I used stat_function in ggplot2 in order to plot a straight line. So within the range of -20 to 20, it plots y = x * 1.
ggplot(data.frame(x = c(-20, 20)), aes(x)) +
stat_function(fun = function(x) { x**1 },
geom = "line", color = '#1e466e')
I'd like to figure out a way to create a plane and not just a line. I tried building out the process using the ggplot workflow by adding a variable and making stat_function report a z in relation to x and y. But this just gives me a blank plot.
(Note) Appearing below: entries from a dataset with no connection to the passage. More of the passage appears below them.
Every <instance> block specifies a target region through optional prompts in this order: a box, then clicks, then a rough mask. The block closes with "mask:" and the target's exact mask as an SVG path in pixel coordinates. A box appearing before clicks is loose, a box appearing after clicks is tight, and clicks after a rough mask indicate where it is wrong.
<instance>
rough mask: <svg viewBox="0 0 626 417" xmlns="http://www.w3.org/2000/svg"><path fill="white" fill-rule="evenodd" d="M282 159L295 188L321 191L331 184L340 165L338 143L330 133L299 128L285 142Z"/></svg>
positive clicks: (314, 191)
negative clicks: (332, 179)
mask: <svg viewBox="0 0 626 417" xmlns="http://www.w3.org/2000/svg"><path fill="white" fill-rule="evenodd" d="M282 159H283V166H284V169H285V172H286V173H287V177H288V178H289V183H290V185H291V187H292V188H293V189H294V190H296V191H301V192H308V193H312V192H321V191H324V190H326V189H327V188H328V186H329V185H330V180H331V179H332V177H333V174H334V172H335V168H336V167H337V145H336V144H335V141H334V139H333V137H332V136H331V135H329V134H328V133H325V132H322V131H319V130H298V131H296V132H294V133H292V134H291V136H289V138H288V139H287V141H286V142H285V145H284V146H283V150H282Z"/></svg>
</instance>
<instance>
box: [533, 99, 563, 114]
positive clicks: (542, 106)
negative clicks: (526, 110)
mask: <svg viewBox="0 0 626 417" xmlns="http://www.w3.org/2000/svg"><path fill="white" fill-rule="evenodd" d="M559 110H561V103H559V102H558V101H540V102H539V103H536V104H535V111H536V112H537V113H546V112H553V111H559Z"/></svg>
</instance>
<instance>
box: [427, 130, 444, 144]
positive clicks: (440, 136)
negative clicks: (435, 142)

ggplot(data.frame(x = c(-20, 20), y = c(-20, 20)), aes(x, y)) +
stat_function(fun = function(z) { x**1 + y },
geom = "line", color = '#1e466e')
I'm seeing that this is a lot cause without a ggplot2 extension. But when I find examples using plotly or something else, I only see examples where the x and y and z are reported as columns of a dataframe and the plane is a regression plane through the points, such as in this stackoverflow example: But I don't want to plot points that exist in three coordinates but rather a plane that lives within two parallel lines that exist in three coordinates.
Is there a way to create planes to represent different linear equations, for example these equations?
x + 2y + z = 2
3x + 8y + z = 12
4y + z = 12
These planes should intersect at this point: (x = 2, y = 1, z = -2)
The inspiration for my small project was watching Gilbert Strang's linear algebra video at this link and wondering if it's possible to re-create in R.